After a member of the Operating Engineers told him that dredgers worked seven days a week while the Corps worked five days a week, and suggested that he spend time on the dredges, Mr. White took his advice and got to know the people working on the equipment. He developed a care and appreciation for them, which was the premise of the IIF concept, where everyone is invested in making sure that each person goes home safely at the end of the shift.
“In 2010 he testified in a Senate hearing before Barbara Boxer about safety; he was always making a difference,” Hanson said.
“We used to sit in the back of a pickup truck with a six-pack and talk about what was wrong with the industry,” Hanson said. What came out of these talks were the safety part and most recently, ethical considerations, which Mr. White advocated at Manson and which is now spelled out as a commitment on the company’s website – www.mansonconstruction.com/code-ethics. The statement reads in part, “These shared goals and values set the foundation for how we interact with our fellow employees, our customers, the government and our business partners. We expect that, in the course of doing business, all employees, officers, directors, agents, teammates, vendors, consultants and suppliers of Manson will maintain a high standard of ethical behavior, encourage ethical behavior in others, support ethical decisions and actively seek appropriate resolution to potential ethical conflicts.”

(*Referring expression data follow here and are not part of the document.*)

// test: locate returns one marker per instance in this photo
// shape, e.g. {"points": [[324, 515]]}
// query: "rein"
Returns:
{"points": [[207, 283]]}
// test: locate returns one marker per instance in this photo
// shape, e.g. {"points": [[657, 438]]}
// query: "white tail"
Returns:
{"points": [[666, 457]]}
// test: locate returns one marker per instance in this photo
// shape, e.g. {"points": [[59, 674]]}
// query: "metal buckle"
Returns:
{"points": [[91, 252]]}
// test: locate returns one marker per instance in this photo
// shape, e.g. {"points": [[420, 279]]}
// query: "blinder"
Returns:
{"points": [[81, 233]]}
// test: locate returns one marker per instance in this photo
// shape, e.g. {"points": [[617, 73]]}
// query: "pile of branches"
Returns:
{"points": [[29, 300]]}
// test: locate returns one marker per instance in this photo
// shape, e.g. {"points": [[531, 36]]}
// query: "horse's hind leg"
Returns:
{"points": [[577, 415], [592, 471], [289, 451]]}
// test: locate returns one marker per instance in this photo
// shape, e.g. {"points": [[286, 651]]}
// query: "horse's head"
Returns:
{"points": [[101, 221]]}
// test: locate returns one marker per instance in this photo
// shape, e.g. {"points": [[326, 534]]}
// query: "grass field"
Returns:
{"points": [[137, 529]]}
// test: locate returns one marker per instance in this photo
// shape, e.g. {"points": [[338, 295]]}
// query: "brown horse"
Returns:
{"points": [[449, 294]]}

“Any time you talk about Mitch everybody gets a grin on their face,” Hanson said. “He had an impact on everybody. He was my best friend, and I found out that he was everybody’s best friend,” he said.
Marc Stearns is another friend and colleague who was close to Mr. White. He is Manson executive vice president and regional manager for the Gulf and East Coast.
“Mitch had a tremendous sense of humor. His laugh was genuine,” Stearns said. “I was with him the day before he died, and his sense of humor never left him.”
Stearns had high praise for Mr. White’s rectitude and business acumen.
“Mitch became a “go to” guy at Manson, and people sought his advice. When there was a difficult issue, people on both sides were always glad Mitch was in the discussion,” Stearns said.
“Mitch helped the industry change and embrace the IIF culture,” Stearns said. “He helped change the paradigm that for many years held that accidents were an unavoidable part of dredging, to believing that we can work safely at all times.”
He ended up as the ethics and compliance officer for Manson.
“We learned about value-based ethics, from purchasing, to the Foreign Corrupt Practices Act, affecting all Manson personnel. Mitch was reporting to the Board of Directors on these matters. He was a lawyer as well as an experienced dredge hand, and so bridged the two worlds,” Stearns said.
Bill Hanson said, ”Mitch’s life was celebrated at a ceremony at the Rolling Hills Covenant Church outside San Pedro, California on January 2, attended by 250 people, where a few tears were shed, but mostly wonderful memories shared of a man who had a unique ability to see good in people, never took himself too seriously, and challenged all to work together for the benefit of the dredgehand and industry alike. Mitch obtained a law degree during his years in the industry and was comfortable in a board room, or testifying before Congress, but was most comfortable on the deck of a dredge,” Hanson wrote. “Mitch left a wonderful legacy that will challenge all of us for years to come,” he said.
He leaves his wife Jody, and two sons, Teddy and Albert.